Après avoir mis fin à la révolte des Allobroges (61 av. J.-C.), Caius Pomptinus estimaient pouvoir prétendre aux honneurs du triomphe, récompense extrêmement rare pour un préteur. Les sources anciennes ne le disent pas, mais ses velléités supposent qu'il estimait que sa victoire témoignait d'un mérite militaire exceptionnel et que celle-ci lui avait permis de faire un riche butin. Conformément aux procédures de l'époque, il expédia une demande solennelle au Sénat, accompagnée d'un rapport précis relatant les événements (Cicéron, Discours contre L. Calpurnius Pison, XIV). Ses prétentions étaient-elles injustifiées ? La demande de Caius Pomptinus fut visiblement ignorée jusqu'en 54 av. J.-C., peut-être en raison du succès peu remarquable remporté sur les Allobroges, mais peut-être aussi en raison de virulences inimitiés au Sénat. D'après Dion Cassius, pour ne pas renoncer à aux honneurs auxquels il prétendait, Caius Pomptinus se tint hors du Pomoerium de Rome toutes ces années (Histoire romaine, XXXIX, 65).
En 54 av. J.-C., sa chance tourna lorsque deux de ses soutiens accédèrent à de hautes fonctions ; Appius Claudius Pulcher devint consul et Servius Sulpicius Galba (1), préteur. Dés lors, les trois hommes et leurs soutiens intriguèrent, et par un coup de force mené à l'orée du jour, firent voter un décret décernant l'imperium à Caius Pomptinus, condition nécessaire pour qu'il reçoive les honneurs du triomphe selon la loi Curiate (Dion Cassius, Histoire romaine, XXXIX, 65 ; Cicéron, Correspondance, Lettre 156). Bien que la manoeuvre ait été aussi grossière que discutable, ils bénéficièrent du soutien de Cicéron(2) (Discours contre L. Calpurnius Pison, XIV). Par contre, ils se firent de nombreux ennemis, dont les préteurs Publius Servilius Vatia Isauricus et Marcus Porcius Cato Uticencis, qui menaçaient d'empêcher cette célébration par la force (Dion Cassius, Histoire romaine, XXXIX, 65 ; Cicéron, Correspondance, Lettre 155 ; 156). Les tribuns de la plèbe pouvaient mettre leur veto pour l'attribution d'un triomphe.

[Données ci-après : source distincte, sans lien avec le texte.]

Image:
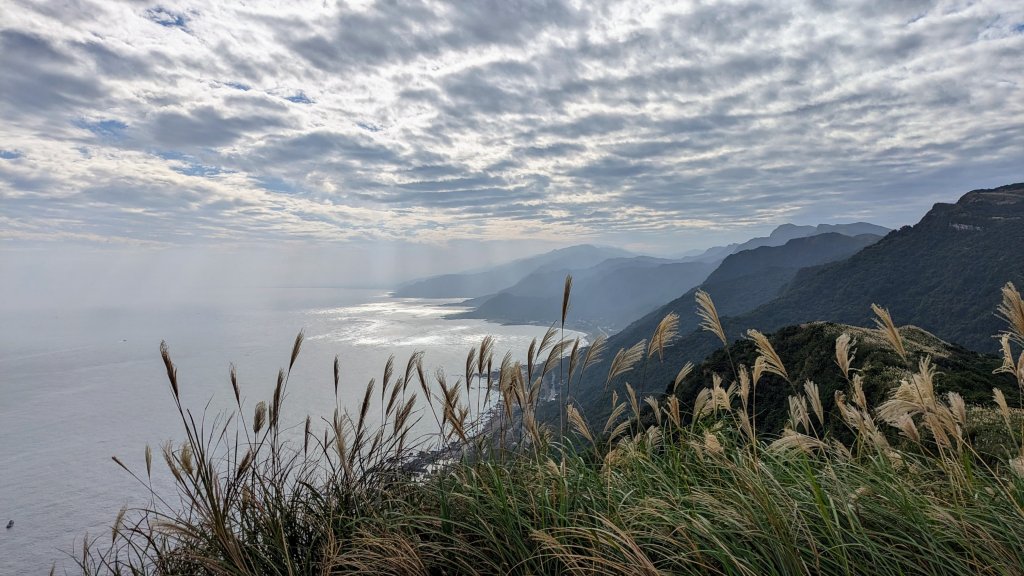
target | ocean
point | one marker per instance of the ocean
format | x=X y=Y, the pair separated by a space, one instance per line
x=78 y=386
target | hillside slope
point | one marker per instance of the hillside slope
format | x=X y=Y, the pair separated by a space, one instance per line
x=943 y=275
x=492 y=280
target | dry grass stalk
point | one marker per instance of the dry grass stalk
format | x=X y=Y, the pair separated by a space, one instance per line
x=554 y=357
x=667 y=329
x=845 y=353
x=625 y=361
x=565 y=296
x=957 y=407
x=759 y=369
x=811 y=391
x=908 y=428
x=573 y=359
x=858 y=392
x=681 y=375
x=337 y=374
x=772 y=363
x=709 y=316
x=798 y=412
x=233 y=375
x=486 y=354
x=306 y=435
x=712 y=445
x=279 y=397
x=578 y=422
x=1000 y=401
x=634 y=404
x=795 y=441
x=888 y=330
x=655 y=408
x=673 y=411
x=1017 y=464
x=172 y=372
x=617 y=409
x=295 y=350
x=548 y=338
x=259 y=417
x=1012 y=310
x=244 y=464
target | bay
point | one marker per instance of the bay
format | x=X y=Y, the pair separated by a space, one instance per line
x=78 y=386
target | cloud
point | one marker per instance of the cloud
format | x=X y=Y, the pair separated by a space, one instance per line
x=642 y=124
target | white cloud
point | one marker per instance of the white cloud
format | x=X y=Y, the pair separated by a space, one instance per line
x=627 y=122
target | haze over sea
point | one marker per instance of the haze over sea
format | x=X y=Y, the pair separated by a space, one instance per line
x=81 y=384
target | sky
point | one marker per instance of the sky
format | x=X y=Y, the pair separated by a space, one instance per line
x=367 y=141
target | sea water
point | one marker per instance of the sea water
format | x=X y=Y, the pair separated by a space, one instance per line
x=78 y=386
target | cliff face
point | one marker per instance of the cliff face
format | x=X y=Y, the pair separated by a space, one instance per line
x=943 y=275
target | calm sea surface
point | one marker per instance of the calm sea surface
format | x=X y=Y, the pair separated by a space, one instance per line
x=79 y=386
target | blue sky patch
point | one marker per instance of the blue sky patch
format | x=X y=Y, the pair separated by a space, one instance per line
x=273 y=183
x=192 y=166
x=103 y=128
x=167 y=18
x=299 y=97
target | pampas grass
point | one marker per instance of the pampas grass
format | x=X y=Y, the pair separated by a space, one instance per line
x=694 y=490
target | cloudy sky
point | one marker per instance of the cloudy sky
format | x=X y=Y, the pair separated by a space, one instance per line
x=418 y=125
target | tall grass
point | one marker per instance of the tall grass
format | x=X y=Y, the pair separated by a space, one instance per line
x=697 y=491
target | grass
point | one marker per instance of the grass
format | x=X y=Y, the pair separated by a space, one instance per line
x=697 y=491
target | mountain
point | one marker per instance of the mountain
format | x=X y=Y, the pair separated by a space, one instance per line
x=742 y=282
x=492 y=280
x=610 y=295
x=943 y=275
x=785 y=233
x=808 y=353
x=606 y=296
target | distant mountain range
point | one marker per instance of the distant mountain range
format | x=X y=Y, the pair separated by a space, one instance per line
x=606 y=296
x=943 y=275
x=493 y=280
x=808 y=353
x=611 y=294
x=785 y=233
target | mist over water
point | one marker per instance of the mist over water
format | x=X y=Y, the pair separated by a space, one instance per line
x=79 y=385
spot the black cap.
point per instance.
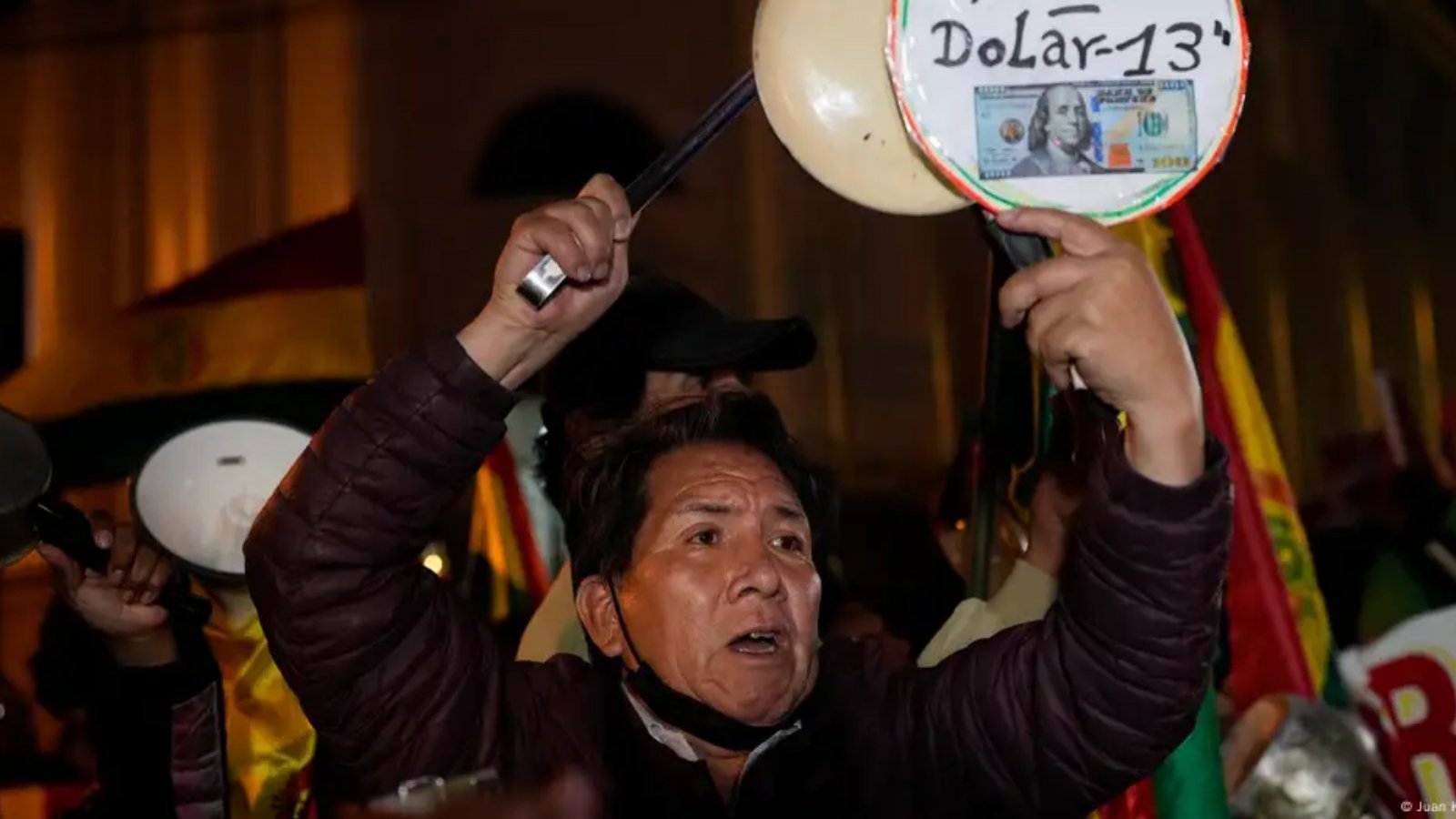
(659, 324)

Cicéron indique qu'un de ces tribuns était hostile à Caius Pomptinus (Correspondance, Lettre 155), mais ses réticences ne furent visiblement que ponctuelles, puisque dans sa lettre à son frère Quintus, il indique que les tribuns de la plèbe le soutenaient désormais (Correspondance, Lettre 156). Il est communément considéré que la corruption joua beaucoup dans ce changement de point de vue.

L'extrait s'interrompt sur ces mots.